When I played the Sahara Hotel in Las Vegas on New Year's Eve, I got to bring Wiley, my 85-pound black lab. He's responsible for my favorite New Year's memory of all: At the end of the show, he ran onstage and then out across all the tables in the showroom, sending champagne glasses and gamblers flying.
I deliver very traditionally, and people aren't threatened. I think if I cursed or seemed wilder, I couldn't get away with the amount of very opinionated politics I get away with.
Pigs are smarter than dogs, and both are smarter than Congress.
When women are depressed, they eat or go shopping. Men invade another country. It's a whole different way of thinking.
As a standup comedian, I've worked almost every New Year's Eve of my adult life.

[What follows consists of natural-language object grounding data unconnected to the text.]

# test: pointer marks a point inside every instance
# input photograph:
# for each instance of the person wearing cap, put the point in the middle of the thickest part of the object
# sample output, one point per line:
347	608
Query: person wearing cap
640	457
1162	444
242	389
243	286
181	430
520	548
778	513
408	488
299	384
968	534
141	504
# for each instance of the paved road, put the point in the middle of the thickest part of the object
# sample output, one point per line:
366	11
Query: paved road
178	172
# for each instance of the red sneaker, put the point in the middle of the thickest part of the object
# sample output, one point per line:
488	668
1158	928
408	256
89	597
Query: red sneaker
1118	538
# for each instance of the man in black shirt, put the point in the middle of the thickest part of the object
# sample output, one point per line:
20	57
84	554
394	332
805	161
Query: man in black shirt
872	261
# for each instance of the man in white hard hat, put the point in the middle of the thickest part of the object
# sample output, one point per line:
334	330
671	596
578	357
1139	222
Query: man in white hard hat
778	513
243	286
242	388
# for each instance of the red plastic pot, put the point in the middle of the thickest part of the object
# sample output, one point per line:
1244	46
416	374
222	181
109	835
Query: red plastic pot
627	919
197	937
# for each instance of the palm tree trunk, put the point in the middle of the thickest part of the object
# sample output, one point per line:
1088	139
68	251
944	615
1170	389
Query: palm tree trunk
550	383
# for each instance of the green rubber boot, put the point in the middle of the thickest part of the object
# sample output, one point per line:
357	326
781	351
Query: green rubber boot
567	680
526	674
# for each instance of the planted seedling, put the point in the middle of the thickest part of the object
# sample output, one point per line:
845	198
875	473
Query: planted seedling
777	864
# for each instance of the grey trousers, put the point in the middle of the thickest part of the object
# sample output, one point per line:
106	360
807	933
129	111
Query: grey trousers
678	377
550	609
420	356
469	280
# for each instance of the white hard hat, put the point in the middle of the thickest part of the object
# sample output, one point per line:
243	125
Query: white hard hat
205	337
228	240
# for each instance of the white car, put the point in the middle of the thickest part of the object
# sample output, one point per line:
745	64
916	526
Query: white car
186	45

It's the best-paying night of the year.
The message of great art is to disturb.
To listen to your own silence is the key to comedy.
Wouldn't it be great if you could only get AIDS by giving money to television preachers?
Turkeys know their names, come when you call, and are totally affectionate. They're better than teenagers.
You never see a man walking down the street with a woman who has a little potbelly and a bald spot.
Incredibly, almost every hotel I ever played in Vegas was blown up shortly afterward: The Dunes, The Sands, The Landmark, The Aladdin, The Frontier, The Hacienda, The Stardust - all were imploded.
My fashion philosophy is, if you're not covered in dog hair, your life is empty.
While editors and newspaper owners currently fret over shrinking readership and lost profits, they do the one thing that insures cutting their own throats; they keep reducing space for the one feature that attracts new young readers in the first place; the comic strips.
The Vatican is against surrogate mothers. Good thing they didn't have that rule when Jesus was born.
I wasn't funny as a kid. I remember enjoying comedians, but I never understood it was a job choice or a profession.
I've never been married, but I tell people I'm divorced so they won't think something is wrong with me.
I have always put my own money into Tails of Joy. For years, every time a dog walked by, my husband would say, 'There goes our beach house.'
Why isn't the movie industry forced to open its shooting locations to an organization that is there to advocate for animal actors? The industry isn't allowed to pick and choose which movies using young children it will or won't allow to be monitored. The vulnerable should be protected.
I'm just a person trapped inside a woman's body.
My breakup with AT&T is final, and I'm done with Skype as the rebound guy.
I pray if I ever find out I have only about three minutes to live it's during a basketball game, because then I'll have, what, 10, 12 years to live?
Here is what is needed for Occupy Wall Street to become a force for change: a clear, and clearly expressed, objective. Or two.
Designers don't put out the same sweater every year. They just keep creating.
Wouldn't it be great to see a line in all movie credits that truthfully says, 'Nobody was harmed in the making of this film, and at the cast party, all animals got a belly belly belly rub.'
I don't categorize myself. I don't think I'm perceived as a female act by my audience. My fans include just as many men as women.
Horse racing is waning in popularity.